IIRC there are now courses at USMA that work to put these rules into the toolbox of future officers.


----------



## JrodBones (Jun 9, 2015)

Viper1 said:


> Injuries do occur, but not at the rate most people envision.  In fact, I only saw three folks knocked out completely due to injury.  The other ten or so recovered and started later.  The course puts your body through the ringer but if you're in shape for it, you'll be just fine.  Injuries happen sometimes unexpectedly and during the weirdest events.  If you let your mind become fearful of injuries, you'll either get injured or you'll quit.  Trust me on that last point.



Viper1,
Thank you for your info and opinion. That is good to know. I assumed injuries were a regular and often occurrence, so that is good to know. When I did the Marine Martial Arts Instructors Course we lost about 20-25% of our course due to injuries and I would imagine SFAS is more challenging so just figured there'd be more injuries. I agree with your last point though. We had a guy quit due to bruised ribs end of week one and I ended up finishing with fractured ribs. So you're spot on.

I am also interested in 35M as well and was looking into CI/HUMINT in the Marine Corps. So that may be a route that is beneficial, would be an asset to a team and would be something I would enjoy doing if I ever decided not to go for SF. Also, I could do that without taking a position away from an EOD unit from someone who, without a doubt, plans to stay there for good.




x SF med said:


> Well, it's time to post these again...  see rule 7



x SF med. Thank you for your input as well. There is definitely a lot of good info in that post and I'll be sure to save that. I do want to clarify that I'm not looking for someone to make my decision for me. I just trust the opinion of many of the vets here and am looking for info and advice. In the end, I will be making my own decision, but I want to ensure I have all of the information I can so I make the right one. I know that I do not know everything so it is best to seek advice of those who are or have been where I want to be. Looking at the list again, I am definitely following #5

Through this discussion I have already realized things I have not before, so I appreciate it.

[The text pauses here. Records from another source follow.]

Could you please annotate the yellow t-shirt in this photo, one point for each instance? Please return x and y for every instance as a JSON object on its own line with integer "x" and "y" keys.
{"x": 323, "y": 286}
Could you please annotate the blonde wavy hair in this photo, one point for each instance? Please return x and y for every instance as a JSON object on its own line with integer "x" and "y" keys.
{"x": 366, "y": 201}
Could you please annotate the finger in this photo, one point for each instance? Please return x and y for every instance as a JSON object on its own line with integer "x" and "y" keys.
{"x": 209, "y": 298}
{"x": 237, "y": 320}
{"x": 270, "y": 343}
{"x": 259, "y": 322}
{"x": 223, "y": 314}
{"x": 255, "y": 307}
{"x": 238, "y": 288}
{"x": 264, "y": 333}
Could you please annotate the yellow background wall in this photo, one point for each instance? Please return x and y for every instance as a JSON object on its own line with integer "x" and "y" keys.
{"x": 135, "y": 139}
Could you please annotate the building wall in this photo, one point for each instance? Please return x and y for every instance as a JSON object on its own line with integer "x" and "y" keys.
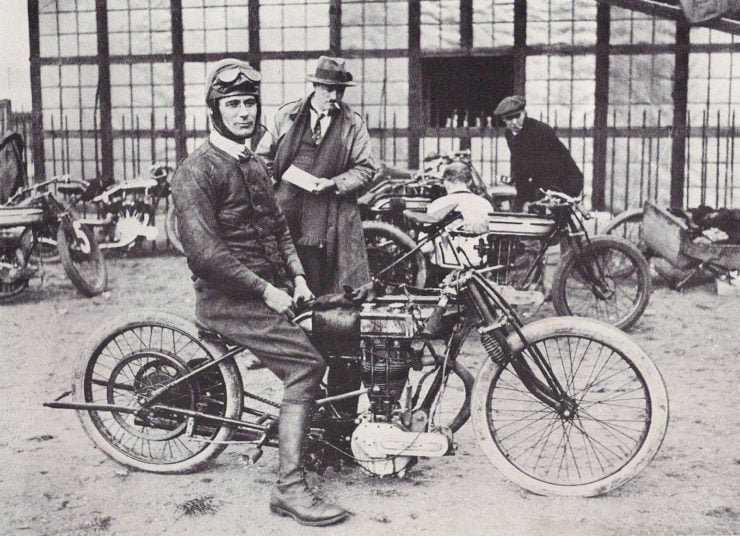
{"x": 152, "y": 109}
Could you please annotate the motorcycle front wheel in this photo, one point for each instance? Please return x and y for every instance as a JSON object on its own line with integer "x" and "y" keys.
{"x": 609, "y": 430}
{"x": 131, "y": 357}
{"x": 82, "y": 259}
{"x": 608, "y": 279}
{"x": 385, "y": 244}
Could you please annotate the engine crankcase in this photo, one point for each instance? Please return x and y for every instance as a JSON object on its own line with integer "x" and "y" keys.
{"x": 384, "y": 448}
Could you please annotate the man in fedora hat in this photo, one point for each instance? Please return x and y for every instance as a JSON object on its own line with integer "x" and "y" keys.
{"x": 320, "y": 134}
{"x": 247, "y": 275}
{"x": 539, "y": 160}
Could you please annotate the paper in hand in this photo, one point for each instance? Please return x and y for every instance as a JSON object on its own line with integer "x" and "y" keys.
{"x": 302, "y": 179}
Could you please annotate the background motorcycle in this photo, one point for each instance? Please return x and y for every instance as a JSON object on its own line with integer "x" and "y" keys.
{"x": 393, "y": 190}
{"x": 34, "y": 213}
{"x": 127, "y": 210}
{"x": 601, "y": 277}
{"x": 562, "y": 406}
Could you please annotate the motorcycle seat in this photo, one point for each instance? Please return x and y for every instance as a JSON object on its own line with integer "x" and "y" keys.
{"x": 427, "y": 220}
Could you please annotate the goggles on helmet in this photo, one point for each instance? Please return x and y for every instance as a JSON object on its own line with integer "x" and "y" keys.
{"x": 232, "y": 80}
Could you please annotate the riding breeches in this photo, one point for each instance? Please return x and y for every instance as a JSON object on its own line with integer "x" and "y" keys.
{"x": 282, "y": 346}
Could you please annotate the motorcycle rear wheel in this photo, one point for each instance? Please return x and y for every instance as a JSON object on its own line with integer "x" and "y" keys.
{"x": 609, "y": 280}
{"x": 82, "y": 260}
{"x": 130, "y": 357}
{"x": 616, "y": 426}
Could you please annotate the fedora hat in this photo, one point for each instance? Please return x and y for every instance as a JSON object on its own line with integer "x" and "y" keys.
{"x": 510, "y": 105}
{"x": 331, "y": 72}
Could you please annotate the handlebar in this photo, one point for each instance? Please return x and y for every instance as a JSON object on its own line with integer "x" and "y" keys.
{"x": 58, "y": 179}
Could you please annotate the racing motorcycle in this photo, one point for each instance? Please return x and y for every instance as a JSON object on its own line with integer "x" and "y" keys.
{"x": 32, "y": 215}
{"x": 561, "y": 406}
{"x": 126, "y": 210}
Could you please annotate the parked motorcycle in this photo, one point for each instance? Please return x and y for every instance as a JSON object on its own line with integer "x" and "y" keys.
{"x": 602, "y": 277}
{"x": 126, "y": 210}
{"x": 32, "y": 215}
{"x": 561, "y": 406}
{"x": 392, "y": 188}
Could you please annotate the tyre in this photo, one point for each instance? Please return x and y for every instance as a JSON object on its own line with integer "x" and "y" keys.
{"x": 170, "y": 228}
{"x": 609, "y": 433}
{"x": 386, "y": 243}
{"x": 608, "y": 280}
{"x": 46, "y": 249}
{"x": 132, "y": 356}
{"x": 628, "y": 225}
{"x": 82, "y": 259}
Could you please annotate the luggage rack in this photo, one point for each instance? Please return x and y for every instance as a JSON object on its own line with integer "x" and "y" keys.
{"x": 669, "y": 237}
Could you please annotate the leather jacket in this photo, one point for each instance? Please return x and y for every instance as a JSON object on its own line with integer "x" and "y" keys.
{"x": 234, "y": 235}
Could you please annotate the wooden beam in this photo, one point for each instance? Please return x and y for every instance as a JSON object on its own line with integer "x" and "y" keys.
{"x": 601, "y": 113}
{"x": 680, "y": 99}
{"x": 37, "y": 118}
{"x": 104, "y": 98}
{"x": 335, "y": 27}
{"x": 178, "y": 79}
{"x": 666, "y": 11}
{"x": 520, "y": 46}
{"x": 416, "y": 91}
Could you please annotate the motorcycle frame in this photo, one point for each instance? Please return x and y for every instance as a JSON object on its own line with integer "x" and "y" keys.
{"x": 480, "y": 305}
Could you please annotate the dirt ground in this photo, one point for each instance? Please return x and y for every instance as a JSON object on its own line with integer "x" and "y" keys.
{"x": 54, "y": 481}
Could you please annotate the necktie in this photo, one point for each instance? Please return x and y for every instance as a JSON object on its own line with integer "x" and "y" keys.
{"x": 316, "y": 134}
{"x": 245, "y": 155}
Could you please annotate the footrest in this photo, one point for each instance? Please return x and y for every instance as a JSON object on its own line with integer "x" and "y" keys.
{"x": 17, "y": 216}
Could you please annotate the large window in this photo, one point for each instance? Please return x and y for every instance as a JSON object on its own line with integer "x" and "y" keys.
{"x": 493, "y": 23}
{"x": 215, "y": 25}
{"x": 561, "y": 87}
{"x": 139, "y": 27}
{"x": 381, "y": 94}
{"x": 69, "y": 96}
{"x": 283, "y": 81}
{"x": 67, "y": 28}
{"x": 294, "y": 25}
{"x": 632, "y": 27}
{"x": 561, "y": 22}
{"x": 440, "y": 24}
{"x": 374, "y": 25}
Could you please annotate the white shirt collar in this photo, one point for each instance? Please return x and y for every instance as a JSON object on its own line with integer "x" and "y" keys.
{"x": 225, "y": 144}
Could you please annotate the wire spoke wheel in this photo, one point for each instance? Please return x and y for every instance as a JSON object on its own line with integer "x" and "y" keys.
{"x": 607, "y": 280}
{"x": 606, "y": 428}
{"x": 137, "y": 360}
{"x": 82, "y": 259}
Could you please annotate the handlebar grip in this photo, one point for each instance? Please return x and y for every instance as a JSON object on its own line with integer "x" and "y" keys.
{"x": 435, "y": 320}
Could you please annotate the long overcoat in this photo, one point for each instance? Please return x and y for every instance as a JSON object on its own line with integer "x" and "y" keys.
{"x": 346, "y": 250}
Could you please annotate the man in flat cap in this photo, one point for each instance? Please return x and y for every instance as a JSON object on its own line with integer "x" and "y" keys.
{"x": 246, "y": 270}
{"x": 539, "y": 160}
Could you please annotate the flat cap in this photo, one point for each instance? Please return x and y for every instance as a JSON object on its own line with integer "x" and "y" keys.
{"x": 510, "y": 105}
{"x": 457, "y": 172}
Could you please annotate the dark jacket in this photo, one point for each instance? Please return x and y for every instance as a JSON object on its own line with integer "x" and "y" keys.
{"x": 540, "y": 160}
{"x": 234, "y": 235}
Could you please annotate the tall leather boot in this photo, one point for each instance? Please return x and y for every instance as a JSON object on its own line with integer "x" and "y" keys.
{"x": 292, "y": 496}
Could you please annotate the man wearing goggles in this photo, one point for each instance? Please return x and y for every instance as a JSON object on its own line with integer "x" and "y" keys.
{"x": 247, "y": 274}
{"x": 539, "y": 160}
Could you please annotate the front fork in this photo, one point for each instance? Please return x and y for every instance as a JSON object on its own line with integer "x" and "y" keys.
{"x": 543, "y": 384}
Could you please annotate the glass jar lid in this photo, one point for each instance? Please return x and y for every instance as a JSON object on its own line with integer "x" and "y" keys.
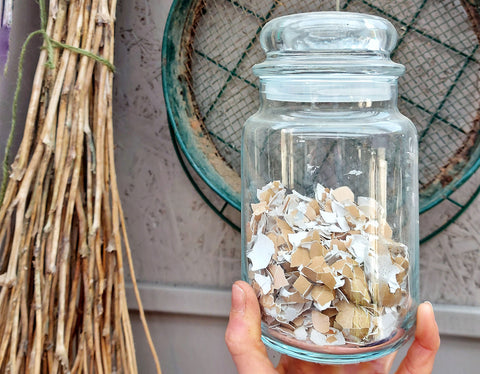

My main question is regarding getting selected without deployment experience. Do you feel no deployments will hinder my ability to be selected? Do you feel a deployment beforehand give me a better chance than going without one?

My thought process was that a deployment would help my possibility of selection. Therefore, I would enlist in an MOS that I would love and that would be beneficial to a team IF I got selected but would be honored to do even if it was what I ended up doing for the rest of my military career.


----------



## AWP (Jun 9, 2015)

JrodBones said:


> My main question is regarding getting selected without deployment experience. Do you feel no deployments will hinder my ability to be selected? Do you feel a deployment beforehand give me a better chance than going without one?



I can't see SF or EOD turning down someone without a deployment. Low density, high demand MOS' rarely (if ever) do that to start the process. Selection/ The Schoolhouse exist for just that function. If you want them, you'll have an opportunity.


----------



## x SF med (Jun 9, 2015)

JrodBones said:


> Viper1,
> Thank you for your info and opinion. That is good to know. I assumed injuries were a regular and often occurrence, so that is good to know. When I did the Marine Martial Arts Instructors Course we lost about 20-25% of our course due to injuries and I would imagine SFAS is more challenging so just figured there'd be more injuries. I agree with your last point though. We had a guy quit due to bruised ribs end of week one and I ended up finishing with fractured ribs. So you're spot on.
> 
> I am also interested in 35M as well and was looking into CI/HUMINT in the Marine Corps. So that may be a route that is beneficial, would be an asset to a team and would be something I would enjoy doing if I ever decided not to go for SF. Also, I could do that without taking a position away from an EOD unit from someone who, without a doubt, plans to stay there for good.
> ...



Ok...  you have been reading but not digesting.... posting and not paying attention to what you are saying to others.

Here is the key to damn near everything in life,  "Make informed decisions but don't overthink them.  Use your heart to follow your dreams, but be prepared for defeat/failure when you do.  Honor and self reliance will carry you through the majority of situations in your life.  Excellence is the desired end state, but perfection cannot be attained. "


----------